It is the end of an era, nearly. The 22nd of June is upon us and the living is not easy. Gone are the optimistic early summer days of bank accounts filled with graduation checks, stacks of preprinted thank you notes untouched on the table. Even more, I miss the late spring days-the year book signings predicting your life as a golden road stretching out before you, the phone number cheerfully given after one last meeting, the giggles shared in grad gowns.
Now it is mid summer, and the 90 degree heat causes my every proposed move to hang limp in the air. The room is strewn with construction paper for an unmade scrap book, abandoned to avoid thinking about others' summer adventures. The kanji cards lay in their coffee bucket and the computer paper for the comic gets wrinkled as it is accidentally sat on. No building up of the archives here.
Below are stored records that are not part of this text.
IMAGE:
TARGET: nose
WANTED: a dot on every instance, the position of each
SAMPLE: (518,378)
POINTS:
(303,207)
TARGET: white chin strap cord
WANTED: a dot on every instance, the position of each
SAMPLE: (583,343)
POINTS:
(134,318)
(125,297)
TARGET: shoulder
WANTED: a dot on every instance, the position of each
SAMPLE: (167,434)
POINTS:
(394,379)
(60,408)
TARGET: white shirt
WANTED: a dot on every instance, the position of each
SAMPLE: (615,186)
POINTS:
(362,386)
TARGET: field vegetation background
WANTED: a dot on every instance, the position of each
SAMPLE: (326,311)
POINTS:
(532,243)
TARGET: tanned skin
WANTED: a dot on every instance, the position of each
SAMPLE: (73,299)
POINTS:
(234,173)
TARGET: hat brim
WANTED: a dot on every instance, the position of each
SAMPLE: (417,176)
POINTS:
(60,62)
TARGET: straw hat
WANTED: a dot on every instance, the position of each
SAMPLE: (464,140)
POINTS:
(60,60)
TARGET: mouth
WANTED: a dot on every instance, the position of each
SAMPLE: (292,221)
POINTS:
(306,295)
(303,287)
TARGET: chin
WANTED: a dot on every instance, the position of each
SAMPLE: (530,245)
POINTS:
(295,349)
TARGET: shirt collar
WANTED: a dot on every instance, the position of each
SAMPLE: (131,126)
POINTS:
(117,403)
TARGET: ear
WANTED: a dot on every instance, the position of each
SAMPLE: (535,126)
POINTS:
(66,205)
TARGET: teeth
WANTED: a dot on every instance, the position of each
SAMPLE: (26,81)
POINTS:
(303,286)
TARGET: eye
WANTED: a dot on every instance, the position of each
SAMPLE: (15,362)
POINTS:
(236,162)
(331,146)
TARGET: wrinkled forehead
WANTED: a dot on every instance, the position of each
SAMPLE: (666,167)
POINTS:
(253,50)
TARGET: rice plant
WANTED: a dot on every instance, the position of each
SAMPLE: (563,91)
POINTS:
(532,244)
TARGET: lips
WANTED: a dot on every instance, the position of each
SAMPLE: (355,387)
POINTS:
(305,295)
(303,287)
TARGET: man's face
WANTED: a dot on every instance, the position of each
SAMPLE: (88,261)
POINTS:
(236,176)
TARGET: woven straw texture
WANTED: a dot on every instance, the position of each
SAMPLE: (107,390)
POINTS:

The job applications scatter to building after building to the constant chant of 'No jobs here.' The phone is silent, as phone numbers are lost, and people road trip in the bright sun.
In the dim light of my family room, there is a humming of the Sharper Image fan amid the stacks of CDs and movies I plan to sell just to get them out of the house. Breakfast of Champions lays half finished on mailing envelopes. The few pin pricks to my bubble of isolation draw blood. A new boyfriend here, a road trip there, a new job over here. The hot cement seems to be waiting for something. The housing assignment is in, my future is sealed. Soon, I'll go out into the world. I don't think it'll change its spin.